Black Sun Aeon - Blacklight Deliverance
(2011) - dark metal melodeath - Label : Cyclone Empire



Tuomas Saukkonen est ce que l'on peut appeler un musicien très productif. En l'espace de quelques années, il a pondu de nombreuses galettes de sa formation principale, Before the Dawn (qui tend à manquer d'inspiration), mais également des side-project RoutaSielu (qui ne dispose pour le moment que d'un album) et, bien sûr, Black Sun Aeon, avec lequel il propose dès à présent Blacklight Deliverance. La qualité est-elle toujours là ?

Pour cette nouvelle offrande, Black Sun Aeon décide de nous livrer quelque chose de plus … contemplatif. La plus belle part est donnée aux atmosphères, qui sont primordiales dans ce projet du compositeur finlandais. Oubliez ainsi, dans la plupart des moments, l'agressivité du death mélodique, car la mélodie, elle, est bien ce qui est privilégié. Et cette formule est vraiment efficace, car certains morceaux sont ainsi imprégnés d'une aura magnifique, qui transporte par leur douceur, leur subtilité et les petits ajouts faits pour magnifier l'ensemble. Ambiance sombre, chants accordés, "Oblivion" est un exemple de réussite pour le groupe. Représentative de l'opus, son rythme tend presque vers le doom ou le gothique, d'autant plus que sur ce nouveau brûlot, un rôle important est confié au chant féminin.
En effet, une invitée, Jennica Lönn (chanteuse de Lunar Path) est très présente tout au long de l'album. Une petite nouveauté concernant le combo. La demoiselle fait d'ailleurs un travail remarquable, parfaitement intégrée au sein des pistes et des ambiances. Mieux, l'apport de sa voix renforce encore ces dernières. Mikko Heikkilä (Sinamore, RoutaSielu) que l'on connaît déjà bien dans BSA, forme une complémentarité parfaite avec la chanteuse.

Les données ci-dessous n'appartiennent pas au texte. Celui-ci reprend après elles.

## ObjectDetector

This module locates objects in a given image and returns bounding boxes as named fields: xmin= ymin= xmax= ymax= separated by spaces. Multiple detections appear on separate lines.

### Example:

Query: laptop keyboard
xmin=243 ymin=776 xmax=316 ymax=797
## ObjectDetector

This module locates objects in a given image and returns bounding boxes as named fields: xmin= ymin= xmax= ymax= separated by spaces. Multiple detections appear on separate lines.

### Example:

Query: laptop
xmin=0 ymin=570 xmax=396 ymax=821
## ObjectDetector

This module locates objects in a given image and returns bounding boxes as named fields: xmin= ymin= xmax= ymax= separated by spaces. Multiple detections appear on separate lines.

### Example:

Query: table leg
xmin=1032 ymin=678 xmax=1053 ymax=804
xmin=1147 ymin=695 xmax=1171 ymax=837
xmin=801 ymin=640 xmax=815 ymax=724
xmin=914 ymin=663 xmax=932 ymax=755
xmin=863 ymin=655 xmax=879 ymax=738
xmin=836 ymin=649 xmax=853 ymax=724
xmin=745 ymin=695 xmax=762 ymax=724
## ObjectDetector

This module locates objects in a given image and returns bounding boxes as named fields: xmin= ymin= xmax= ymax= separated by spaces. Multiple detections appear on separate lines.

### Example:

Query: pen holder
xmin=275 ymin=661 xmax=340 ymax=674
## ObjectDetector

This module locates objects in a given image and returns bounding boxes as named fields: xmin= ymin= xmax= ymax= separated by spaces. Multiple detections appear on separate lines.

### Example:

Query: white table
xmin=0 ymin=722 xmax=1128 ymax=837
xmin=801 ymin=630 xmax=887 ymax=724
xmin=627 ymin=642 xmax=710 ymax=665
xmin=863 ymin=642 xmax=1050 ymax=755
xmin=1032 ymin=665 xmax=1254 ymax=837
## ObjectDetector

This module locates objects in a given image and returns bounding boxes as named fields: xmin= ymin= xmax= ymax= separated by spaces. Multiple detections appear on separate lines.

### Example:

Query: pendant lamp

Les voix se marient si bien que les growls de Tuomas peuvent sembler, de temps en temps, faire irruption comme des intrusions, pouvant casser légèrement la douceur de l'ambiance. Rien de grave, cependant.
Les morceaux sont homogènes, dans le sens où ils sont globalement de très bonne qualité, sans pour autant être particulièrement originaux. Black Sun Aeon est reconnaissable, mais pas forcément connu pour son caractère à être spécial. Enfin, reconnaissable c'est vite dit car les prises de risques et quelques changements de cap effectués par son créateur sont judicieuses. Par contre, il est difficile d'extraire un morceau frappant. Aucun n'est sous le lot, mais il manque encore ce moment fort qui rendrait le tout davantage intense, unique. Certes les compositions sont très bien rodées, les voix superbes et la production impeccable, il y a des moments où on peine quand même à être envoûté.
On pourrait également reprocher à Blacklight Deliverance d'être un peu prévisible sur les bords. Les structures ne sont pas spécialement complexes et parfois, malgré tout le travail abattu (et quel travail quand même !), il manque l'effet de surprise et de spontanéité qui accompagne l'écoute. Cependant, la bonne tenue des morceaux remédie à ces quelques impairs, peu nombreux il faut bien l'avouer. Imprégné par l'obscurité, le brûlot montre tout le soin qui a été accordé aux petits détails. De la guitare sèche sur "Wasteland" à l'atmosphère de "Horizon", rien n'est laissé au hasard et le professionnalisme est l'une des qualités premières de Black Sun Aeon, à défaut de nous surprendre dans l'univers proposé.


En clair, ce nouvel opus ne fait en rien honte à la discographie d'un combo qui nous livre un album par an. Travaillé, parfois raffiné, toujours sombre et intriguant, les moments où Blacklight Deliverance pêche, c'est dans ce manque d'une sensation de plaisir complet et d'enchantement. La maturité ne manque pas, mais le plaisir, lui, n'est pas totalement là. Reconnaissons quand même une œuvre de bonne tenue qui séduira les amateurs du genre. A écouter.